Related party transaction

Jason Brewer, Chief Executive Officer and shareholder of the Company, is a connected person to the Chief Executive Officer of GMI and a substantial shareholder and director of GMI.

 

The Transaction is deemed to be a related party transaction pursuant to AQSE Rule 4.6 of the AQSE Growth Market Access Rulebook.

 

Issue of Equity

As stated above, the Company will issue 22,000,000 ordinary shares at a price of 0.035 pence per share, to GMI for an exclusivity period in relation to the Transaction.

 

Application will be made to admit the 22,000,000 new ordinary to trading on AQSE Growth Market.
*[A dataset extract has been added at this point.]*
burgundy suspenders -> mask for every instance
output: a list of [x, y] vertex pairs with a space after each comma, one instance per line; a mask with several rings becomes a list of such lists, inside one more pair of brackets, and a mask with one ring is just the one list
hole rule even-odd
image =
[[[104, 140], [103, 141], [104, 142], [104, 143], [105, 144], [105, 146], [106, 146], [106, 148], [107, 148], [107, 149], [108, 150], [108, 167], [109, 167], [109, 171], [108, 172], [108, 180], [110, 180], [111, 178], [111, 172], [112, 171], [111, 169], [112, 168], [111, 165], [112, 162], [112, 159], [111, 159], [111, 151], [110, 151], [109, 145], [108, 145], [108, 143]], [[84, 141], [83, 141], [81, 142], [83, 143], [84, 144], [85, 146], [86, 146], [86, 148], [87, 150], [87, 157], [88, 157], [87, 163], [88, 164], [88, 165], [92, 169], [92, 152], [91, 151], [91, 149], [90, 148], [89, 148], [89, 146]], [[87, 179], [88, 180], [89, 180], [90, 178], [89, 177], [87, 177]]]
Admission of the new ordinary shares is expected to occur on or around 28 April 2022. The new ordinary shares will rank pari passu with the existing ordinary shares.

 

The Directors of All Star are responsible for the content of this announcement.

This announcement contains inside information for the purposes of UK Market Abuse Regulation, and has been arranged for release by Jason Brewer, Chief Executive Officer of the Company.

Enquiries:

All Star Minerals Plc

Jason Brewer, Chief Executive Officer

jason@allstarminerals.co.uk

 

Contact via BlytheRay, Financial PR and IR (details below)

 

 

AQSE Corporate Adviser

Cairn Financial Advisers LLP

Liam Murray / Ludovico Lazzaretti

 

 

+44 (0)20 7213 0880

Broker

SP Angel Corporate Finance LLP

Ewan Leggat / Charlie Bouverat

 

 

+ 44 (0)20 3470 0470

Financial PR and IR

BlytheRay

Tim Blythe / Megan Ray

 

+44 (0)20 7138 3204

 

 

Caution regarding forward looking statements

Certain statements in this announcement, are, or may be deemed to be, forward looking statements. Forward looking statements are identified by their use of terms and phrases such as ''believe'', ''could'', "should" ''envisage'', ''estimate'', ''intend'', ''may'', ''plan'', ''potentially'', "expect", ''will'' or the negative of those, variations or comparable expressions, including references to assumptions. These forward-looking statements are not based on historical facts but rather on the Directors' current expectations and assumptions regarding the Company's future growth, results of operations, performance, future capital and other expenditures (including the amount, nature and sources of funding thereof), competitive advantages, business prospects and opportunities. Such forward looking statements reflect the Directors' current beliefs and assumptions and are based on information currently available to the Directors.